Task explanation(if someone needed): We have an input : [[type, x, y]] , where type - type of queries( if 1 - add y in list(using formula), if 2 - extract element using second formula and add to lastAnswer ). x - parametr, what we using in formula which calculate index where we need to insert/extract y. y - parameter, what we insert/extract.

{
    List<List<int>> seqList = new List<List<int>>();
    for (int i = 0; i < n; i++)
    {
        seqList.Add(new List<int>());
    }

    List<int> results = new List<int>();
    int lastAnswer = 0;

    foreach (var query in queries)
    {
        int type = query[0];
        int x = query[1];
        int y = query[2];
        int seqIndex = (x ^ lastAnswer) % n;

        if (type == 1)
        {
            seqList[seqIndex].Add(y);
        }
        else if (type == 2)
        {
            int size = seqList[seqIndex].Count;
            lastAnswer = seqList[seqIndex][y % size];
            results.Add(lastAnswer);
        }

    }

    return results;
}

this is the code from in java but totally with normal array not ArrayList.

import java.util.Scanner;

public class HourGlass { public static void main(String[] args) { Scanner s = new Scanner(System.in); int[][] array = new int[6][6];

    // Read input
    for (int x = 0; x <= 5; x++) {
        for (int y = 0; y <= 5; y++) {
            array[x][y] = s.nextInt();
        }
    }

    // Calculate and print the maximum hourglass sum
    int max_sum = hourglassSum(array);
    System.out.println(max_sum);
}

public static int hourglassSum(int[][] arr) {
    int max_sum = Integer.MIN_VALUE; // Start with the smallest possible integer

    // Loop through all potential top-left corners of hourglasses
    for (int x = 0; x <= 3; x++) {
        for (int y = 0; y <= 3; y++) {
            // Calculate the hourglass sum for the current position
            int sum = arr[x][y] + arr[x][y + 1] + arr[x][y + 2] // Top row
                    + arr[x + 1][y + 1]                         // Middle element
                    + arr[x + 2][y] + arr[x + 2][y + 1] + arr[x + 2][y + 2]; // Bottom row

            // Update max_sum if the current hourglass sum is greater
            if (sum > max_sum) {
                max_sum = sum;
            }
        }
    }

    return max_sum;
}

}

Giving those of us trying to understand the problem code examples of the solution isn't really ideal. This challenge is incredibly perscriptive rather than descriptive of some logical problem to solve. The perscription isn't very well written either. It would be incredibly useful if someone were to re-write an actual problem description rather than a solution.
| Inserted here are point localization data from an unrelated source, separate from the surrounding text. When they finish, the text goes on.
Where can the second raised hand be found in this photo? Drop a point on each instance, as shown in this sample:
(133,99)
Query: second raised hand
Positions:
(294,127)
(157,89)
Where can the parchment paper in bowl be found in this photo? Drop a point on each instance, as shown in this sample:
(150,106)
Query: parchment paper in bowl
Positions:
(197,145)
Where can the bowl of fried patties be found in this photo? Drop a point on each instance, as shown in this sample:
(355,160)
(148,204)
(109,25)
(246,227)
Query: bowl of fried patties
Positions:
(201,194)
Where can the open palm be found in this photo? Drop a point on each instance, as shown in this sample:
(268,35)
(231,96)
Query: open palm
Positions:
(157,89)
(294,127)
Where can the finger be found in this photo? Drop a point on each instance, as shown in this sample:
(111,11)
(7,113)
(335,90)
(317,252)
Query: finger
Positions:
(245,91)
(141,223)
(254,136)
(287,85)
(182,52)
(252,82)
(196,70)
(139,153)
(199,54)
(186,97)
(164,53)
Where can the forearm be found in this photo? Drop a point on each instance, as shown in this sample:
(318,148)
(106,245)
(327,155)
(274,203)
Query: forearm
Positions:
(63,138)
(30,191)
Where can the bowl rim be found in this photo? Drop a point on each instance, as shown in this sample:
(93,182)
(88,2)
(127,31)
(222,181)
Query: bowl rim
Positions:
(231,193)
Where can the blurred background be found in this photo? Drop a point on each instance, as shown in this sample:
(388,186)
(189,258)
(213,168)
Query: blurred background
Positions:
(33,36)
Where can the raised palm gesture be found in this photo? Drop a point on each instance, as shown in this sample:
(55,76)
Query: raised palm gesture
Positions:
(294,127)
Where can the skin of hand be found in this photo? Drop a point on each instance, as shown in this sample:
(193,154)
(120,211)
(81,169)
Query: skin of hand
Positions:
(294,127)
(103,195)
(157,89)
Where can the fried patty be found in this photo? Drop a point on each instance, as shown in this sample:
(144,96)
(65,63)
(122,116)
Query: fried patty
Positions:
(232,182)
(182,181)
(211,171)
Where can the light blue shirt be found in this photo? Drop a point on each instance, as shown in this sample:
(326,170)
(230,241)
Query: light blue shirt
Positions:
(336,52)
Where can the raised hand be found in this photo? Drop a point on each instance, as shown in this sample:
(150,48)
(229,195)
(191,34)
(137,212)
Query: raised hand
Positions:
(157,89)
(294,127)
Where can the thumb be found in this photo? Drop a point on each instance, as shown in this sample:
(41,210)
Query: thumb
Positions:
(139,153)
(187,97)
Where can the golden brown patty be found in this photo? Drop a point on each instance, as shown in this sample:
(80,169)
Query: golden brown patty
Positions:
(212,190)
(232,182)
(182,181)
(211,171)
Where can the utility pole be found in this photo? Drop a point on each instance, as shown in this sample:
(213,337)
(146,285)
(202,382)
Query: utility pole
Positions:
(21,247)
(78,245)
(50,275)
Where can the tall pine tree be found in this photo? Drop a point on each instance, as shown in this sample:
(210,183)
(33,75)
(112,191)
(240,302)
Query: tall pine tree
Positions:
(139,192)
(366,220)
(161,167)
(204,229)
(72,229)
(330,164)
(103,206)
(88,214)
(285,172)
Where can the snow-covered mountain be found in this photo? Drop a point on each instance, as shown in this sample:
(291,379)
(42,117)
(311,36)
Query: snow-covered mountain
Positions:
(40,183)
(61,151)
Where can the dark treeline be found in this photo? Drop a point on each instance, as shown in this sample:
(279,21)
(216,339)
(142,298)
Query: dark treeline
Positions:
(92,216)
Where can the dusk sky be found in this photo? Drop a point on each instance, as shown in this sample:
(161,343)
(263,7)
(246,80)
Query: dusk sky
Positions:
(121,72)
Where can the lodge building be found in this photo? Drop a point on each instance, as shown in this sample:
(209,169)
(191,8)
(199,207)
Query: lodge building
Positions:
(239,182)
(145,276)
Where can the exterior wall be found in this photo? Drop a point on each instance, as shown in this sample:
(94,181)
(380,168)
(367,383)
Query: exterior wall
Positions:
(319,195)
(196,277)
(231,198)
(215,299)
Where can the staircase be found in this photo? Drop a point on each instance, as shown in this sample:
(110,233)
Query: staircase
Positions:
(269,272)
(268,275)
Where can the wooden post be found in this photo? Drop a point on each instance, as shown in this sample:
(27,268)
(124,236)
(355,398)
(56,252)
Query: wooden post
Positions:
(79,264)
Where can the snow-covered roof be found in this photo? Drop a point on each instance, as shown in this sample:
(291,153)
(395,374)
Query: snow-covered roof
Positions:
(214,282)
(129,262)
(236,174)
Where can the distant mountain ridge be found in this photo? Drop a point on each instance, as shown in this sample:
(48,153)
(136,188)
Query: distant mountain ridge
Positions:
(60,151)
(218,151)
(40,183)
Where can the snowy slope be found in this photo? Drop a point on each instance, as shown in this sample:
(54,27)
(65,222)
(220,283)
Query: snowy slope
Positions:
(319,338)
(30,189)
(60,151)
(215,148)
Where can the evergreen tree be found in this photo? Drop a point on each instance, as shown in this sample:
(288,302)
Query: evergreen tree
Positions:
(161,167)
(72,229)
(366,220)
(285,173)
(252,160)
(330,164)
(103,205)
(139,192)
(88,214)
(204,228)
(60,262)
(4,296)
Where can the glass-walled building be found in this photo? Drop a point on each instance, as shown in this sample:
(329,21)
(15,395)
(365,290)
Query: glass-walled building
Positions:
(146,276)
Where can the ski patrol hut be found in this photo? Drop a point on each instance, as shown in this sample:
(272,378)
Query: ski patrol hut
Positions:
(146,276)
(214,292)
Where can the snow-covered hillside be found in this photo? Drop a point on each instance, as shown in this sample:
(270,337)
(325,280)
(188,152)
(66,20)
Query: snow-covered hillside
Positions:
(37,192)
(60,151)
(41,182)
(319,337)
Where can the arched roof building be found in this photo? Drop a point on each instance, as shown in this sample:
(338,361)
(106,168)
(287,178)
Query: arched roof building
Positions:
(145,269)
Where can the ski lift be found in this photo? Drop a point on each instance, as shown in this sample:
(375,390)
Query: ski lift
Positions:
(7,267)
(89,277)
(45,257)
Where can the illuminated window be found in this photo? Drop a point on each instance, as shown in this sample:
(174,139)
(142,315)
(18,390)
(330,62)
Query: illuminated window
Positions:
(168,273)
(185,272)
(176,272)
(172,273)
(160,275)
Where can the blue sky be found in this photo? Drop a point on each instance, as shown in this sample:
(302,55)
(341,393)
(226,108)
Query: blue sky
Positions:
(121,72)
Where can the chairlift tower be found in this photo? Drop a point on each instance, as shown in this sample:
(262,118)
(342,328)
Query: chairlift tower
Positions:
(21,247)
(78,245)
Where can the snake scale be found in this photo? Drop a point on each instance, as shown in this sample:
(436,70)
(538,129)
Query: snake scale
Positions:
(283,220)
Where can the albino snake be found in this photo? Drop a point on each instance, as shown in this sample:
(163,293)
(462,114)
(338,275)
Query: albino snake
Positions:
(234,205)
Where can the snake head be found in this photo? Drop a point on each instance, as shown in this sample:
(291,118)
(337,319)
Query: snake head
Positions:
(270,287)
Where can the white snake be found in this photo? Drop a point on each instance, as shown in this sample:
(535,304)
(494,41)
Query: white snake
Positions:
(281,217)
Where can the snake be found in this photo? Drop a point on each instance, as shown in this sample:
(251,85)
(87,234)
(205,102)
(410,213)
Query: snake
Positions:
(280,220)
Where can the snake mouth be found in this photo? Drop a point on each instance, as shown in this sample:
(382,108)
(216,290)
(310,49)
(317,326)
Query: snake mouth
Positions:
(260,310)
Took me a while to understand the problem and the input description. Here is the code in golang:

    var lastAnswer int32
    lastAnswer = 0
    var answers []int32
		
// you need to use the n parameter to generate the size of arr
    arr := make([][]int32, n)

// range the queries params
    for i := 0; i < len(queries); i++ {
		
// the first index (0) of the queries will always be the type of query
// example {1 0 3}
// 1 is the queryType, 0 is the x and 3 is the y
        queryType := queries[i][0]
				
// the x will be the index (1)
        x := queries[i][1]
				
// and the y will be de value or index (2)
        y := queries[i][2]
				
// this is the formula given by the problem to get the index to append
        idx := ((x ^ lastAnswer) % n)

        if queryType == 1 {
            arr[idx] = append(arr[idx], y)
        }

        if queryType == 2 {
            lastAnswer = arr[idx][y%int32(len(arr[idx]))]
            answers = append(answers, lastAnswer)
        }
				

    }

    return answers